A freezer blender is essentially a super-powered blender that purees frozen ingredients without heating them up, with surgical precision. Frozen ingredients are essentially shaved at high speed, 2000 rpm, in the case of the original freezer blender, in a process they have patented, but which other companies imitate with similar results. This is done in a sealed container pressurized at 1.2 bar. It takes just 20 seconds to produce a single portion of, say, gelato, and the texture will be precise and literally inimitable at home.
Vacuum Machine
A machine to vacuum seal plastic bags is put to numerous functions in a busy restaurant kitchen. The most obvious is preserving foods—vacuum-packed organics, cut off from oxygen, will last far longer than their bagged or plastic-wrapped, vacuum-less equivalents. For that reason, alone, it is a key attribute.

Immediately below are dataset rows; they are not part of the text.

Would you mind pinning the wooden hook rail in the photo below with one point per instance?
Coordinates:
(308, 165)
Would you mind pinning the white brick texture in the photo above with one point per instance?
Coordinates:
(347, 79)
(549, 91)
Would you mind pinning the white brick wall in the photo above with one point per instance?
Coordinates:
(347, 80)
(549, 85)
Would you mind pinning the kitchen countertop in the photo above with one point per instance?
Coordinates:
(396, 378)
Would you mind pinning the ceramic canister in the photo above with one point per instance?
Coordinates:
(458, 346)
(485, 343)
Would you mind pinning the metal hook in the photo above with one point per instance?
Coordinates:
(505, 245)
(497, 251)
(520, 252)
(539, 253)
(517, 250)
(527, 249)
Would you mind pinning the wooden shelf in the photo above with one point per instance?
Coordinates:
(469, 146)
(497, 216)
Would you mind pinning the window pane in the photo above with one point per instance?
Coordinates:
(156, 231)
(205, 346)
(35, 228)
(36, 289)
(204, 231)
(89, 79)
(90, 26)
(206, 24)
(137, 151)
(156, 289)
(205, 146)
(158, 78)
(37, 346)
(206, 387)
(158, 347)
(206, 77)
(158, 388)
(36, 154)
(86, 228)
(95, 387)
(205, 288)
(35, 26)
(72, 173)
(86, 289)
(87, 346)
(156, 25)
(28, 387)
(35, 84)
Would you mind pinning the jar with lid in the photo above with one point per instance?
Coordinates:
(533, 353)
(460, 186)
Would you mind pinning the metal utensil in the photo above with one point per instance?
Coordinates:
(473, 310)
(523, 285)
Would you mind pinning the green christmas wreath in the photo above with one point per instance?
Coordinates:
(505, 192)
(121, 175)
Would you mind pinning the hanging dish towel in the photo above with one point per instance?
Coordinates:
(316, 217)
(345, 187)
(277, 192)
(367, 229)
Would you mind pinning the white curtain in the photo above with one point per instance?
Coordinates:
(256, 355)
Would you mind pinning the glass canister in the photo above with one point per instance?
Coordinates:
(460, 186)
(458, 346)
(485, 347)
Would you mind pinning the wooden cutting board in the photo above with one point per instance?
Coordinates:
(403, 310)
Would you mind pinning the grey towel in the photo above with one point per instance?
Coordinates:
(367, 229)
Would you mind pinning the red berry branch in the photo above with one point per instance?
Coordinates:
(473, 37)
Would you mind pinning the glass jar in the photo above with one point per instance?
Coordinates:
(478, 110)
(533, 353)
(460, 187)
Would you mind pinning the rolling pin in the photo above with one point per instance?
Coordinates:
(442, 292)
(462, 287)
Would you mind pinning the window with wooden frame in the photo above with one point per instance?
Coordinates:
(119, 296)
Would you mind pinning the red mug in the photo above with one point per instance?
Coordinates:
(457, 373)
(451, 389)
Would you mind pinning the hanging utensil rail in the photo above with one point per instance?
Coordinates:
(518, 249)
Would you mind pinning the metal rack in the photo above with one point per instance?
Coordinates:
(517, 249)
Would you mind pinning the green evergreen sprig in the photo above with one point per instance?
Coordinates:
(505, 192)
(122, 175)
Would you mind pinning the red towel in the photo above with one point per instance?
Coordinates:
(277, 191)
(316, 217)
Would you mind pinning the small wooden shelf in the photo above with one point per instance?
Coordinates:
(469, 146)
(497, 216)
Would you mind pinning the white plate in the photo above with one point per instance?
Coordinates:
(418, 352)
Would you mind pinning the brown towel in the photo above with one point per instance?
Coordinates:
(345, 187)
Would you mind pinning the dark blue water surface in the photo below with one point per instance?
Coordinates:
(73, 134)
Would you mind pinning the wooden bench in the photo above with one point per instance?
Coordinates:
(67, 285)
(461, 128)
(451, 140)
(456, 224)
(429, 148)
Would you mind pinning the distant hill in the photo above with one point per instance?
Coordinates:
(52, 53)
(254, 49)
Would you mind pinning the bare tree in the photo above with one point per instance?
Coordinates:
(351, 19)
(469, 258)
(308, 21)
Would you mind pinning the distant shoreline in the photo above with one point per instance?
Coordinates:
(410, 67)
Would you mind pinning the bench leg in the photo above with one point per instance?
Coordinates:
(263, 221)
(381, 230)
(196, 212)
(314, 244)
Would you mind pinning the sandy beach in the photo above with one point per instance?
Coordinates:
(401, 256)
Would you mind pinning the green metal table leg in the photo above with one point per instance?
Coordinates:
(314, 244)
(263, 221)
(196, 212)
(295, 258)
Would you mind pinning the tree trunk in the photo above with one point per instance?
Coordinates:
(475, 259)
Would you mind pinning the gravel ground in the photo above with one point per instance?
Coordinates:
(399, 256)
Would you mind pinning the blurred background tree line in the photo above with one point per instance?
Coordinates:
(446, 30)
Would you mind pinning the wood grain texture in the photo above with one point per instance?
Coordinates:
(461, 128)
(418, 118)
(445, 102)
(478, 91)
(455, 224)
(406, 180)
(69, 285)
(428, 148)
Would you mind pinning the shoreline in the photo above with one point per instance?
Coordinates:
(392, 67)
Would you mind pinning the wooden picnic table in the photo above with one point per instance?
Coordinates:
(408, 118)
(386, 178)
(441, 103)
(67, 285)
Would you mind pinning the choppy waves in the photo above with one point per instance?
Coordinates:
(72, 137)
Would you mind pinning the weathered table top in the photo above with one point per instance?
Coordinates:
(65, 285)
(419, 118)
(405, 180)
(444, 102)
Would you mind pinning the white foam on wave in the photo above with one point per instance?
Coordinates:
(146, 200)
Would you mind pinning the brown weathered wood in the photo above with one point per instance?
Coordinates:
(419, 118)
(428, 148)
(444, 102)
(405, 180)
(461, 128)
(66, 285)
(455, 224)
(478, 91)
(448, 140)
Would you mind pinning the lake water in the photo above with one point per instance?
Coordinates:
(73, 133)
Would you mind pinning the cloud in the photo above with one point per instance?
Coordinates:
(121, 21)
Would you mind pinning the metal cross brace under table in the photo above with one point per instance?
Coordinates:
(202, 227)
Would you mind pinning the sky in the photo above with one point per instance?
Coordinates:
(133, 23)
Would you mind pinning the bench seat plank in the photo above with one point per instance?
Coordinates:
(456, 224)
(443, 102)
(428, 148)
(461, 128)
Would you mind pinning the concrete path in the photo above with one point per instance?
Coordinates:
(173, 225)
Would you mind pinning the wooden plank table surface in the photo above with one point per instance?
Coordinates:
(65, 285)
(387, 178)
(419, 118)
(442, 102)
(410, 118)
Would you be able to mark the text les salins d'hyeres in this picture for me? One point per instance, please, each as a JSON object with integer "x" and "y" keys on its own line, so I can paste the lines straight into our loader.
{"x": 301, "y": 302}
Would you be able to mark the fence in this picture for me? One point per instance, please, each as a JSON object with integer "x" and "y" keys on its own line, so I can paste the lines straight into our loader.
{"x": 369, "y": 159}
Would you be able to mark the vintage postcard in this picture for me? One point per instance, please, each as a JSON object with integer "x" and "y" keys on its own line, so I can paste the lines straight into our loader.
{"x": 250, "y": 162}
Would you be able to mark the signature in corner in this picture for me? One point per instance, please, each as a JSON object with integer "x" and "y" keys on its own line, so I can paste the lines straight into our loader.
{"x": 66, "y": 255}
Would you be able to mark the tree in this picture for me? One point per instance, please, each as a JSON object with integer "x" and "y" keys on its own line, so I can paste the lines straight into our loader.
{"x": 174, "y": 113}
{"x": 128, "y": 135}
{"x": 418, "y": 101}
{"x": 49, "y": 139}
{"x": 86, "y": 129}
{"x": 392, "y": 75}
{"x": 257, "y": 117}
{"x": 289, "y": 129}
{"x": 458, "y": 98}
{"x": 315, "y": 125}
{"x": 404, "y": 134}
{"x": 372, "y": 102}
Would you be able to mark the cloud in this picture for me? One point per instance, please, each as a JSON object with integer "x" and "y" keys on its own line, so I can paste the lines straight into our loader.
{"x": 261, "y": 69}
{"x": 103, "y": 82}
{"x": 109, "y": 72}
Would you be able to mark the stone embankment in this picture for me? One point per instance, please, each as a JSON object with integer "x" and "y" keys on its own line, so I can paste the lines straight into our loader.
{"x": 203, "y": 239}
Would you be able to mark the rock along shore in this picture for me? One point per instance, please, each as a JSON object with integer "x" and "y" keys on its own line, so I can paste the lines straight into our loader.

Serious kitchens are seriously into sous-vide, a technique of cooking vacuum-sealed proteins in water heated to a consistent temperature (like a steak cooked at 80 degrees for four hours, before being de-bagged and quickly seared on each side, to serve). Thus, a vacuum machine is used for both cooking and keeping fresh.
Dough Rolling Machine
For any restaurant that offers its own pasta or bread, a machine to roll the dough is a no-brainer. Home chefs who have toyed with making their own pasta will know that, while pleasurable and craftsman-like, the process is fiddly. Bread, likewise, must be kneaded and rolled, which is fine on a warm Sunday morning, with little else to do. But in a hectic professional kitchen, absorbing so much of the attention of the staff is not a feasible approach. A machine for working dough is an indispensable boon.
Shock Freezer
Many of the most enlightening conversations with JB involved his simple explanations of how chemistry affects food. Take, for example, how freezing and defrosting can result in textural problems with foods. If you freeze a protein, like fish, conventionally, then the freezing process is slow. The fish began at room temperature, and slowly cools to the temperature of the freezer.
Organic matter largely consists of water, which crystallizes during the freezing process. Freezing slowly results in large crystals, which can damage the organic matter, causing the frequent problem of defrosted foods—that their texture is different and less pleasurable than their never-frozen equivalents. To avoid this, food professionals prefer “blast” or “shock” freezers.
These very quickly drop the temperature, so quickly that the water in the organic material transforms into much smaller crystals, which are less likely to result in an altered texture when the food is eventually defrosted to cook. Blast-frozen foods, once cold, can then be transferred to a conventional freezer—it’s the speed of the freezing process that’s key. JB has a secret technique, learned from a Japanese fish specialist, of breaking down and preserving whole fresh fish and blast-freezing it, such that no one, not even fellow chefs, can tell that the resulting dishes contain fish that ever saw a freezer.